Someone had — and his name is George Lucas.
With his “Phantom Menace” premiere still about two weeks away, the “Star Wars” creator managed to draw more than 1,500 shoppers out to FAO’s flagship store for a special minute-after-midnight opportunity — the store had been open from 12:01 to 3:30 a.m. for really impatient shoppers — to buy as many of the several-hundred new “Star Wars” items as they liked.
And buy they did: Early feedback reveals the average customer added between seven and eight pieces to their “Star Wars” collections for an average outlay estimated at $100.
Then again, Marcus said, more than a few of those customers “went out of here with two or three shopping carts.”
It was a scene replicated in the Southland and across the country at stores including Wal-Mart, Toys R Us and KayBee Toys.
At a Toys R Us in Los Feliz, 30-year-old construction worker Gil Juarez dropped more than $100 on action figures and children’s underwear, noting that one benefit of being an adult is that your parents can’t say no to such purchases anymore.
The “Star Wars” tie-in juggernaut got off to a rollicking start as well, with Pepsi-Cola shipping for retail shelves this week the first five collectible cans of what will ultimately be a limited-edition set of 24.
Anakin Skywalker is already out there on Pepsi; Darth Maul on Mountain Dew, Queen Amidala on Diet Pepsi, Chancellor Valdrum on Pepsi ONE and Qui-Gon Jinn on select-market soda Storm. Total number of collectible cans: 5 billion.
Pepsi’s also distributing 250,000 special Gold Yoda cans, which can be kept as collector items themselves or redeemed for a $20 “Star Wars” check.
The promotion is but part of the $2-billion multimovie licensing deal Pepsi put together with Lucasfilm three years ago.

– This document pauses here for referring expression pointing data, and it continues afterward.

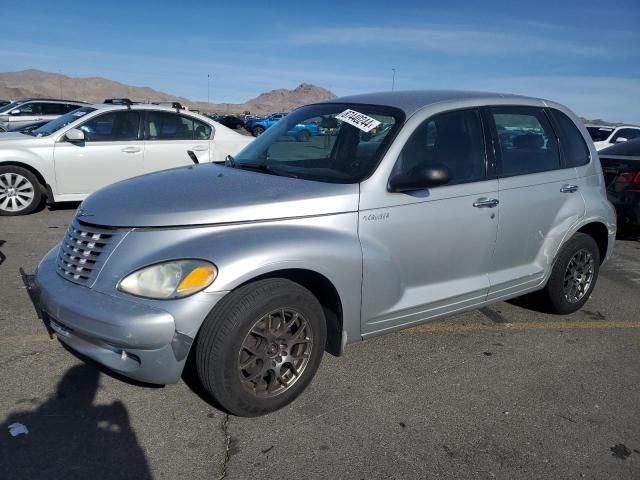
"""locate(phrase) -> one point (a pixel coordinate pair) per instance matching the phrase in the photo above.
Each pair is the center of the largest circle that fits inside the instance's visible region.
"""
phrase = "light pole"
(208, 101)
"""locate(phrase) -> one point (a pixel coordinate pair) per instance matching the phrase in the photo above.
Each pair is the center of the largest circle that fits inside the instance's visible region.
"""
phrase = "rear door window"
(112, 127)
(527, 143)
(29, 109)
(453, 140)
(171, 126)
(573, 145)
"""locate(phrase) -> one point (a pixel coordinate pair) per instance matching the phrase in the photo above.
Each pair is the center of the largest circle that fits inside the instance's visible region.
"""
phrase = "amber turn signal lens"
(198, 279)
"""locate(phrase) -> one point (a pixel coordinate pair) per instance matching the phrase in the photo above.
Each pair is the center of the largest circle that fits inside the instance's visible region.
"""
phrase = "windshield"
(599, 134)
(335, 143)
(60, 122)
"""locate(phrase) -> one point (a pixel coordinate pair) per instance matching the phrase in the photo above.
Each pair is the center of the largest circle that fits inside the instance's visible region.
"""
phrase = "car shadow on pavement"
(63, 206)
(70, 437)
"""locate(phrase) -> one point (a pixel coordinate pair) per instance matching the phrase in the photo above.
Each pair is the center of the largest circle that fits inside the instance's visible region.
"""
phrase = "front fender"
(327, 245)
(38, 159)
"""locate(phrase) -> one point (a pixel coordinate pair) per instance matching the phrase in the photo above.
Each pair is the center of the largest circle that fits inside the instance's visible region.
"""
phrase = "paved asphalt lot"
(501, 393)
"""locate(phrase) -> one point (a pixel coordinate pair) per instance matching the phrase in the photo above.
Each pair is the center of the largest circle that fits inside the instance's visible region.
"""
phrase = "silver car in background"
(409, 207)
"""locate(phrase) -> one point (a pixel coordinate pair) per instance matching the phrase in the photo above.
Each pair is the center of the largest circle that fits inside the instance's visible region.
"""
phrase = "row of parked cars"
(32, 169)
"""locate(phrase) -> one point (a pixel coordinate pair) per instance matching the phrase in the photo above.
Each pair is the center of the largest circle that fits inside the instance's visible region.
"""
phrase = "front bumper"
(136, 340)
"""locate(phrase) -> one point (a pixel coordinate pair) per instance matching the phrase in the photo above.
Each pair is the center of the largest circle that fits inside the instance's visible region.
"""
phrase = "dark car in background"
(230, 121)
(29, 127)
(621, 168)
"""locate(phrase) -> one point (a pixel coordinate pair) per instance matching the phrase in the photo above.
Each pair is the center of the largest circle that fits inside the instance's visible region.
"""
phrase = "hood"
(210, 194)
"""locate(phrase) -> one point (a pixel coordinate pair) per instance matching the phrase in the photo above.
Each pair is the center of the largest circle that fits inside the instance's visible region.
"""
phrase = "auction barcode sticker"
(359, 120)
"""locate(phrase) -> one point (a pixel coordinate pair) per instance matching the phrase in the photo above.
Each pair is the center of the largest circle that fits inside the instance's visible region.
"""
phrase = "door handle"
(486, 203)
(569, 188)
(130, 150)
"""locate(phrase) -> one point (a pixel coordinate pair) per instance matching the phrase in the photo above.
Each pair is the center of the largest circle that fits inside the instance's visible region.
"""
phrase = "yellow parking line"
(442, 327)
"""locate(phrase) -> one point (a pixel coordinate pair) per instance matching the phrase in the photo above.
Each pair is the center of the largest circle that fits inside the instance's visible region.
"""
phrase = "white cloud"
(461, 41)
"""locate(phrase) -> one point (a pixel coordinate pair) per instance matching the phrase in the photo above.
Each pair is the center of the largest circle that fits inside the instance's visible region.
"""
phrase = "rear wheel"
(573, 276)
(260, 346)
(20, 192)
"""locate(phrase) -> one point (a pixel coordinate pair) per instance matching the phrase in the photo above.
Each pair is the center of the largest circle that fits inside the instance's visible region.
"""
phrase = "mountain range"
(39, 84)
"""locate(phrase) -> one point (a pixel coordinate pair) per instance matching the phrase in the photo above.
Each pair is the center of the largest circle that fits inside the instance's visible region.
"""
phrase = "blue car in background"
(301, 132)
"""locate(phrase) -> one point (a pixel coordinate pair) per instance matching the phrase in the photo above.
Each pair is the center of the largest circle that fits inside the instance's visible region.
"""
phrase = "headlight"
(175, 279)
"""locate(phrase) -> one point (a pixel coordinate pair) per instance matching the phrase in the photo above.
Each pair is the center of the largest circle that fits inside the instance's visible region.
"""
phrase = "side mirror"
(75, 135)
(419, 178)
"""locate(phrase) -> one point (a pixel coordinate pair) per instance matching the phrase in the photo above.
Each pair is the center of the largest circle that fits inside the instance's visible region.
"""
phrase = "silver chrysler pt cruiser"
(400, 208)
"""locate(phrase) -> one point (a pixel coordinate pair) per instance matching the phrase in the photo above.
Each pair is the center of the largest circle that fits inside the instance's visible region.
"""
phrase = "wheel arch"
(326, 293)
(35, 171)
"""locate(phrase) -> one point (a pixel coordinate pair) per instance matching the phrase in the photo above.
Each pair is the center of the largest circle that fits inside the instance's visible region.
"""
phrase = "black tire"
(221, 342)
(20, 191)
(555, 294)
(303, 136)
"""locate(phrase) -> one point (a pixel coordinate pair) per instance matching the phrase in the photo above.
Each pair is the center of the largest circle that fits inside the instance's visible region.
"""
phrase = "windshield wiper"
(229, 161)
(263, 167)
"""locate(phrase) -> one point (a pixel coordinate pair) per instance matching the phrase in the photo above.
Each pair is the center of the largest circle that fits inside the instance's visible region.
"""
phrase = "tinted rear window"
(632, 148)
(599, 134)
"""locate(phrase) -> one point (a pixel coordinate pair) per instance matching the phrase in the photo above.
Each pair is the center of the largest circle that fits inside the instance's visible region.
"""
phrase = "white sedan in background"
(96, 145)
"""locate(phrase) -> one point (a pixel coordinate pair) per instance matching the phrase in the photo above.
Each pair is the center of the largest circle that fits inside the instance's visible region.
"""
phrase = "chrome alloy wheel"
(578, 276)
(16, 192)
(275, 353)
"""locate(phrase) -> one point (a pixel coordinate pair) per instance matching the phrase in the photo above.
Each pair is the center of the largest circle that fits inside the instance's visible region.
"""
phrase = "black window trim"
(145, 132)
(497, 151)
(561, 137)
(489, 163)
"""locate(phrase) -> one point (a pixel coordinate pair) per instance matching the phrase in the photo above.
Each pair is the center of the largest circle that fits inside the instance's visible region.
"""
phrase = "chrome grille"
(84, 251)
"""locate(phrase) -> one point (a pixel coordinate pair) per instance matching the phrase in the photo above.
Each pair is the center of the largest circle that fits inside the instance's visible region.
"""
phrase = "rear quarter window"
(571, 141)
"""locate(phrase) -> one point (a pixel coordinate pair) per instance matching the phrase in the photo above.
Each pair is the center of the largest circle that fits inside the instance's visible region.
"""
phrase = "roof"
(49, 100)
(630, 147)
(410, 101)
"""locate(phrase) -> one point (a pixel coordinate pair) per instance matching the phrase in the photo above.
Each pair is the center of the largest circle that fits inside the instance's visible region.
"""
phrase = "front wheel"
(20, 192)
(260, 346)
(573, 276)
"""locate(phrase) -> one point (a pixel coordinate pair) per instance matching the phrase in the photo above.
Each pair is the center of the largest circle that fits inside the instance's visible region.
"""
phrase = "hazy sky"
(585, 54)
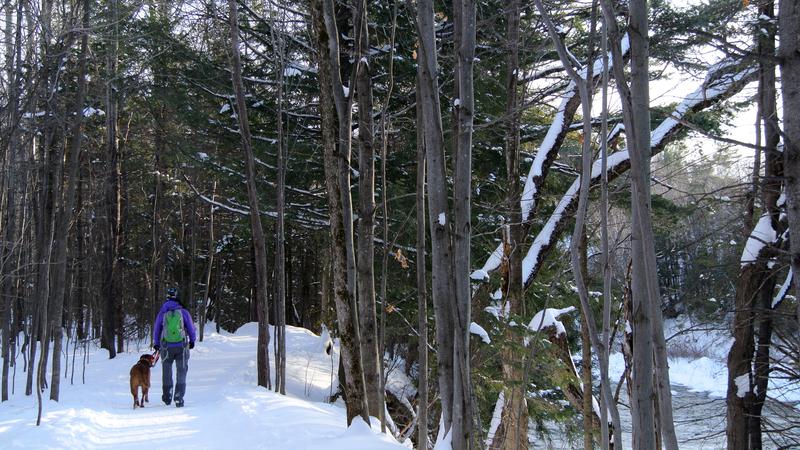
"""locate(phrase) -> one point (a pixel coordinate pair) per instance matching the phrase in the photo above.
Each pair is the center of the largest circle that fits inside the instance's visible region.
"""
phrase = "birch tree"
(259, 242)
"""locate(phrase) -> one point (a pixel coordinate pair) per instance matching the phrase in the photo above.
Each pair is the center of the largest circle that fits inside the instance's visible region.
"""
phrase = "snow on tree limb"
(762, 235)
(783, 291)
(547, 151)
(723, 80)
(555, 135)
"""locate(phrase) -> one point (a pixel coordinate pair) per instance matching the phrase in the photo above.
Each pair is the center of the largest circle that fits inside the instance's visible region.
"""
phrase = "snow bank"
(224, 407)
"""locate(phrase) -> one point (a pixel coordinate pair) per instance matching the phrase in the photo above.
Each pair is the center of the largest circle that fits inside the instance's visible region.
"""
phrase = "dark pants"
(181, 357)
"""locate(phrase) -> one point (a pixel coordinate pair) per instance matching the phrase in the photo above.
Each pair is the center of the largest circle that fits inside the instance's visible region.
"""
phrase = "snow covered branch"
(723, 80)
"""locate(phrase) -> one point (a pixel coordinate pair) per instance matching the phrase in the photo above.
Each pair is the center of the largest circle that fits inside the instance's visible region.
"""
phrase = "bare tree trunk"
(385, 203)
(252, 195)
(647, 320)
(422, 291)
(603, 357)
(748, 365)
(13, 182)
(210, 258)
(512, 432)
(65, 214)
(789, 26)
(585, 85)
(366, 220)
(344, 296)
(280, 225)
(464, 419)
(441, 245)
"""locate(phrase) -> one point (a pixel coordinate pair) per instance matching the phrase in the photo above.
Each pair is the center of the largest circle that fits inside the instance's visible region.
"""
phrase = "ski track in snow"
(224, 407)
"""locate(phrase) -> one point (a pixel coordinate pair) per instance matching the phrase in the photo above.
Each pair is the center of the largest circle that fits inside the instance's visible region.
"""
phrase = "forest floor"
(699, 378)
(224, 407)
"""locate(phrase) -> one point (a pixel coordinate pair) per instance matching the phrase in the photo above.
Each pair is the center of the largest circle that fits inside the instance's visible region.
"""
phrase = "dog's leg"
(146, 388)
(134, 392)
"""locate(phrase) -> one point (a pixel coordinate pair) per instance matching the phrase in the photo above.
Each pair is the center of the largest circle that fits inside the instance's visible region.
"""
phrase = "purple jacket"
(170, 305)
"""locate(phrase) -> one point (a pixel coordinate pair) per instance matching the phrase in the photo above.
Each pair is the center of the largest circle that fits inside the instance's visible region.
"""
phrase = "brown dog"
(140, 376)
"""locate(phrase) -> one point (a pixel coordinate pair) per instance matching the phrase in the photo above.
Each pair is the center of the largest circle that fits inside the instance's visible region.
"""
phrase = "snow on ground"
(703, 374)
(224, 407)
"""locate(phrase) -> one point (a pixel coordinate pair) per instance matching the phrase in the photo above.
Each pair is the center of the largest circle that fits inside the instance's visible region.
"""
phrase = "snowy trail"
(224, 408)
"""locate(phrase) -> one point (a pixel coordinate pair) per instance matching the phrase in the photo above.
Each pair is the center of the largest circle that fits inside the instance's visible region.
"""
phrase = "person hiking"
(173, 337)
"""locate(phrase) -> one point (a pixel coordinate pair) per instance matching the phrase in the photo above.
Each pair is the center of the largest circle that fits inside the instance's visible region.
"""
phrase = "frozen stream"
(699, 423)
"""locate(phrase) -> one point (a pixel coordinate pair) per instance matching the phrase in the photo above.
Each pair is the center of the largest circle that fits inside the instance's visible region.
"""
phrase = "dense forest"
(490, 196)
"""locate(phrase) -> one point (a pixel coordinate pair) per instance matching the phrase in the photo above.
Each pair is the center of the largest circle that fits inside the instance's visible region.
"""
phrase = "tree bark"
(343, 296)
(512, 433)
(280, 224)
(422, 291)
(13, 181)
(252, 195)
(366, 220)
(464, 420)
(441, 246)
(647, 321)
(65, 214)
(789, 53)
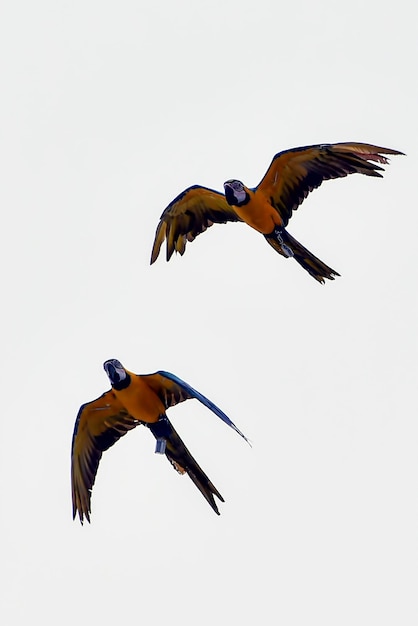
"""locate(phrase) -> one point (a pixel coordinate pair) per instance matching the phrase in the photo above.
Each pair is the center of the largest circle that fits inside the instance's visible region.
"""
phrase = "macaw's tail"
(181, 459)
(287, 246)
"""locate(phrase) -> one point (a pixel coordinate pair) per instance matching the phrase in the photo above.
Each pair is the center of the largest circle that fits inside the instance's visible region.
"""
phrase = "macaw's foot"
(286, 250)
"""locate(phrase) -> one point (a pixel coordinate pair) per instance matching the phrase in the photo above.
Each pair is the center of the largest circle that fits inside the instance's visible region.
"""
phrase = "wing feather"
(188, 215)
(98, 426)
(172, 390)
(294, 173)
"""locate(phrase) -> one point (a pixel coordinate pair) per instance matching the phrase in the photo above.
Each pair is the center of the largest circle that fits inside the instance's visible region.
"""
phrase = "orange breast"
(259, 213)
(141, 401)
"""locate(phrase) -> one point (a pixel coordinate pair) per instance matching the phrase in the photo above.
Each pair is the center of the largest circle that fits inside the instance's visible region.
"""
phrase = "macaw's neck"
(122, 384)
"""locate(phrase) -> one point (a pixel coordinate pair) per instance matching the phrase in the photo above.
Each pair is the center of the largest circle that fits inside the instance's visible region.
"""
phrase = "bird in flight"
(132, 400)
(268, 207)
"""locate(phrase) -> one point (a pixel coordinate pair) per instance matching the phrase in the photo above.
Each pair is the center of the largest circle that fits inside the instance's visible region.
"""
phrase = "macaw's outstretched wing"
(294, 173)
(98, 426)
(188, 215)
(182, 461)
(172, 390)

Tricon Global Restaurants, a part of PepsiCo when the deal was struck, has since been spun off, but its “Star Wars” connection remains intact.
The owner of Pizza Hut, KFC and Taco Bell, Tricon confirmed Monday that, beginning May 12, each chain will be dressed up “to represent a different part of that galaxy far, far away” (Variety, April 26-May 2).
KFC will serve as Planet Naboo, Pizza Hut as Planet Coruscant and Taco Bell as Planet Tatooine, Tricon said of a massive promotion that will also feature 28 toys and “cup toppers” with characters from the movie.
As for FAO’s “Phantom” frenzy, the buying op was in strict adherence with the controls Lucas Licensing exacted from licensees and retailers — specifically, no sales until Monday, May 3.
Having opened at 12:01 a.m., FAO stayed opened until 3:30 a.m. to satisfy the initial 1,000-plus throng, only to open at its normal 10 a.m. hour to another line of “Phantom” faithful.
Spokesman Marcus remained in the store the 6-1/2 hours it was closed, often surveying the special second-floor “tremendously interactive” boutique designed in conjunction with Lucasfilm Ltd.
“It’s breathtaking,” he reported, being packed, as it is, with “everything from life-size R2D2s to a giant screen that runs the ‘Phantom Menace’ trailer as a nonstop loop.”
Thus his conclusion, based not only on the boutique’s design but on “the Mardi Gras atmosphere” that sustained itself all the way through “Menace” Monday: “I can safely say that, in our 137 years, we have never seen an entertainment property create anything near this much excitement.”